ドキュメント番組放送後、多くの方々が関心を持ってくださり、支援団体が立ち上がり、進行性難病の子どもたちがこの新薬を一日も早く使えるようにと、厚労省へ請願に伺いました。2007年10月、アメリカの承認から1年2か月後に日本の患者さんも新薬を使えるようになりました。ただしこの新薬は病気が治るものではなく、酵素補充療法という治療法で毎週投与を続ける必要があり、骨や中枢神経に届くものではありません。支援者のみなさんは長男の成長を見守り、ともに募金活動を続けてくださり、ムコ多糖症の研究者や日本マススクリーニング学会に研究助成金を送ることができました。
その後も骨髄バンクの活動に参加させて頂く中、夫が骨髄バンクを介してドナーになり、わが家は骨髄ドナーを求める側と提供する側の経験もしました。ドナーになった本人はケロッとしていましたが、いざとなったら手術など受けたこともない健康な夫に何かあったらどうしようかと家族としては心配で仕方ありませんでした。
また日本のワクチンギャップ問題を知り、予防接種で同じ病気の患者さんたちを感染症から守ることをはじめ、病気にかからずに済む人が増えれば医療費が軽減され、ひいては国民皆保険を守ることに繋がると信じて、予防接種法改正の運動に賛同しました。
長男が診断されてから20年、治療薬が承認されて13年経った現在、薬の審査の仕組みが変わり、新薬の承認もアメリカと並ぶほど早くなり、日本の保健医療は世界一とも言われています。
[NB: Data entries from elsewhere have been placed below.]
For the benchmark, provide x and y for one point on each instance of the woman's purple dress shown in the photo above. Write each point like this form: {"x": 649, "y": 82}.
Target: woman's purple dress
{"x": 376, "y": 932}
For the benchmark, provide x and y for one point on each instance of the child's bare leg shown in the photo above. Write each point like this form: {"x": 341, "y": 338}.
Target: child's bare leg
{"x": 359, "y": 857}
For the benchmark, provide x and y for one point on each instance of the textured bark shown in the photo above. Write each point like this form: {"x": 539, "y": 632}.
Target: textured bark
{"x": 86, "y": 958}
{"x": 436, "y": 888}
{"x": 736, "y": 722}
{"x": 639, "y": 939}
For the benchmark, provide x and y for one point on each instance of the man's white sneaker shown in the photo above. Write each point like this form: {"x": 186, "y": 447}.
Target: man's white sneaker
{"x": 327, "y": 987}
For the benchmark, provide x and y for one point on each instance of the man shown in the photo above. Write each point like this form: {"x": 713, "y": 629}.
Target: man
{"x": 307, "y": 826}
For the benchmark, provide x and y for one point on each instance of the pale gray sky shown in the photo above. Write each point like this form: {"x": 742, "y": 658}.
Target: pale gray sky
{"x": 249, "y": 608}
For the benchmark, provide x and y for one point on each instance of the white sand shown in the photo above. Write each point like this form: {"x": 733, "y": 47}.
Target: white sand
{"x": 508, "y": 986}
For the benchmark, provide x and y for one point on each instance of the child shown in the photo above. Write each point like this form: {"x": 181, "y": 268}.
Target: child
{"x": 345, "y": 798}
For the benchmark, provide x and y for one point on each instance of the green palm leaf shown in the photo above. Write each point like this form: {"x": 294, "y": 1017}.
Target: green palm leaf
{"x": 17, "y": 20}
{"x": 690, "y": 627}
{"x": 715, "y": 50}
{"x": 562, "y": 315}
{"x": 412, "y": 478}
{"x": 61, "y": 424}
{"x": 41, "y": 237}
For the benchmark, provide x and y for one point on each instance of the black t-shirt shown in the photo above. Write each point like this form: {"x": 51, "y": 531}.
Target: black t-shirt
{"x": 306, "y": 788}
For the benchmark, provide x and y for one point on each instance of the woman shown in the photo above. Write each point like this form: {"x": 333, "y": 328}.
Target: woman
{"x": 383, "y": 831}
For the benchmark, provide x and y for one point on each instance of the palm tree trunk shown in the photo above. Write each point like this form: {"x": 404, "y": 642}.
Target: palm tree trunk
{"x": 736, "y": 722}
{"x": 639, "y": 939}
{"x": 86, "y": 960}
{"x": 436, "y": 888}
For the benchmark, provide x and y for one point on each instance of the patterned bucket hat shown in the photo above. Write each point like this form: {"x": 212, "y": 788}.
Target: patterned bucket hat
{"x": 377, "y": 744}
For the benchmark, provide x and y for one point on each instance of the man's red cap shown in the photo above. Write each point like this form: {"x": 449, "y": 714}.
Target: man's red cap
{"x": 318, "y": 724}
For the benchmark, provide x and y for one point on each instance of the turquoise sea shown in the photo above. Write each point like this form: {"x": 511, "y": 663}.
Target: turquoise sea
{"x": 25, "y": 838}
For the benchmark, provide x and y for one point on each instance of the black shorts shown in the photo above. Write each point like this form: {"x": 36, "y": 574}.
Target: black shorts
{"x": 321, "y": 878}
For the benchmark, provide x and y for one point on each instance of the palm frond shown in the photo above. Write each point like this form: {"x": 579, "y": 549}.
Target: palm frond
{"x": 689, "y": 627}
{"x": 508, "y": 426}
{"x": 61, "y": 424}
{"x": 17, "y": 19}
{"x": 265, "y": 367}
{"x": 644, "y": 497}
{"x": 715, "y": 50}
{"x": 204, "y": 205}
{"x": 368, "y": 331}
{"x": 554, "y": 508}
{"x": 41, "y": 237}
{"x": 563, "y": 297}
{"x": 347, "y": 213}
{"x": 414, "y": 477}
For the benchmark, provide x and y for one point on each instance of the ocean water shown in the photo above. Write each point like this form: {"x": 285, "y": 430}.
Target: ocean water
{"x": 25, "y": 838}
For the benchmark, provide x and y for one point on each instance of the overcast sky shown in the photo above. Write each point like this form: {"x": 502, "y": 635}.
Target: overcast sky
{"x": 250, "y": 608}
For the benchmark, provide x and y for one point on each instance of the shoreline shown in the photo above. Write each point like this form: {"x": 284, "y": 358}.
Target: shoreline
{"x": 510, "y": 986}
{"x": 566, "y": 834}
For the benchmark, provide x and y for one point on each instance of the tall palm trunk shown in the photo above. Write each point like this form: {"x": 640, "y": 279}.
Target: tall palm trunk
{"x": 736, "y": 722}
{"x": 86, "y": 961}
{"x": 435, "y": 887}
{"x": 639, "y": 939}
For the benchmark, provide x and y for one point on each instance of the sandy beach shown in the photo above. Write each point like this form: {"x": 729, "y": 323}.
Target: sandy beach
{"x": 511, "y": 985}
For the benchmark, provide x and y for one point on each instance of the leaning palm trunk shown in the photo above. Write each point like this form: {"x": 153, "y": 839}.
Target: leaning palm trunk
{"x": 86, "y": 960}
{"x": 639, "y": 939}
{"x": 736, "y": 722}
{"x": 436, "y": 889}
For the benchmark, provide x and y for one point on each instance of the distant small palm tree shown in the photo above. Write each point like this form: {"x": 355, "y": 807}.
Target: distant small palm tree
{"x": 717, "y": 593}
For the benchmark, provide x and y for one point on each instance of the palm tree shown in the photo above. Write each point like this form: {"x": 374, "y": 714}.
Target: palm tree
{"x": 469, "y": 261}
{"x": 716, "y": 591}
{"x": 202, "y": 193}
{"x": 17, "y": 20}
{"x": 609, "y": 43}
再生医療やiPS細胞の応用など、日本発の新しい医療に期待しています。
そして、ムコ多糖症の現在行われている治療法とは別のアプローチで投与する治験が日本でも始まり、患者さん家族はわが子にも、これから生まれてくる患者さんのためにも未来を切り開きたいと参加協力されています。その中で一つの治験は「これまでの治療方法では考えられない」と言う人もいますが、それぞれの患者さん家族が治療の目的や内容を理解して挑戦されています。
さて、長男が診断されたときは成人まで生きられるかどうかと言われましたが、16年間毎週治療薬投与を受けて22歳になりました。この病気は低身長と言われた長男の身長は167センチまで伸びました。この治療では効果が届かない病変と闘いながら、週5日間アルバイトを続けています。本人は主治医が薦めてくださった次なる治療薬に期待を寄せています。
大変な難病でそれぞれ症状が違いますが、治療薬があることでこのように大人になれる患者もいます。もちろん、長男の病状を理解して対応してくださる医療者のみなさんに感謝しています。
いずれは治る治療が確立されることを目指して、患者さんがそれまで良い状態でいられるように、それぞれの症状に合わせた治療が継続して行われ、まだ治療薬がない患者さんに一日も早く治療薬が届くよう、決して止まることなく研究が進むことがムコ多糖症の今あるべき姿だと考えます。